La cadena inglesa tiene demasiado eslabones débiles para soportar las exigencias de un gran torneo. Quizás, la única sorpresa es que hiciera falta tan poco para que se rompiera.

Sin entrar en el error puntual del portero Robert Green en el partido frente a EE.UU., que dio el empate a los norteamericanos, es evidente que a pesar de que Inglaterra tiene jugadores de calidad en todas sus líneas también dispone de otros que no están o nunca estuvieron al nivel requerido para llevar a la selección a cotas altas.

Lo cierto es que frente a Argelia, Inglaterra exhibió una falta de recursos y unas carencias técnicas que pudieron ser aprovechadas por una selección africana mejor dotada con la pelota que su rival.

La lesión y retirada obligada de la concentración de Rio Ferdinand, antes del inicio de la competición, dejó a la defensa sin uno de sus baluartes y lo sustitutos para cubrir su baja redujeron significativamente el potencial del equipo de Capello.

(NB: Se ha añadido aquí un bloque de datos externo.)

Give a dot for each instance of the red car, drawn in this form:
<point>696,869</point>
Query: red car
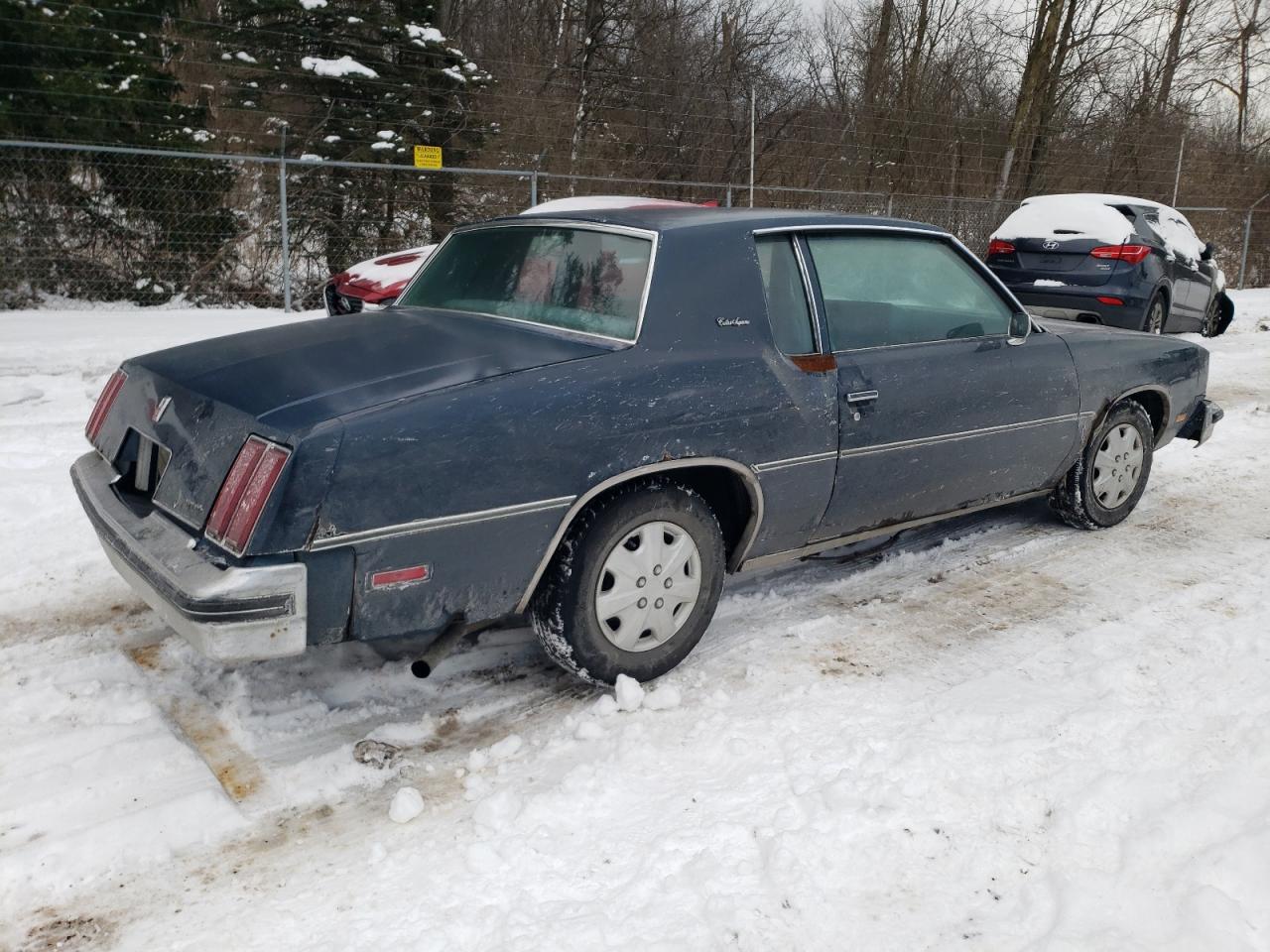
<point>376,284</point>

En el mediocampo, Steven Gerrard, de 30 años, viene de una temporada floja en el Liverpool y Frank Lampard, de 32 años, no es el jugador de algunas campañas atrás y aunque anotó 22 goles con el Chelsea la temporada pasada, 10 fueron de penalti. Ninguno de los dos ha rendido jamás como se esperaba y deseaba con la selección en las grandes competiciones.

Los acompañantes o posibles opciones en esa zona no ofrecen la categoría de una selección puntera.

La situación de la delantera es aún peor. Sólo Wayne Rooney tendría sitio en los grandes combinados presentes en Sudáfrica e incluso en algunas de los equipos medianos.

Inglaterra puede y debe clasificarse para octavos de final, ganando su último partido frente a Eslovenia, pero cualquier mejora del equipo vendrá más por medio del orgullo y el pundonor que por el buen juego, sin descartar algunos posibles detalles de categoría de sus mejores hombres. El conjunto de Capello incluso podría irse del Mundial con una clasificación bastante mejor de lo que se puede prever en estos momentos, dependiendo de los cruces y del estado de forma de sus rivales, pero la realidad es que los ingleses ya no creen en cuentos de hadas.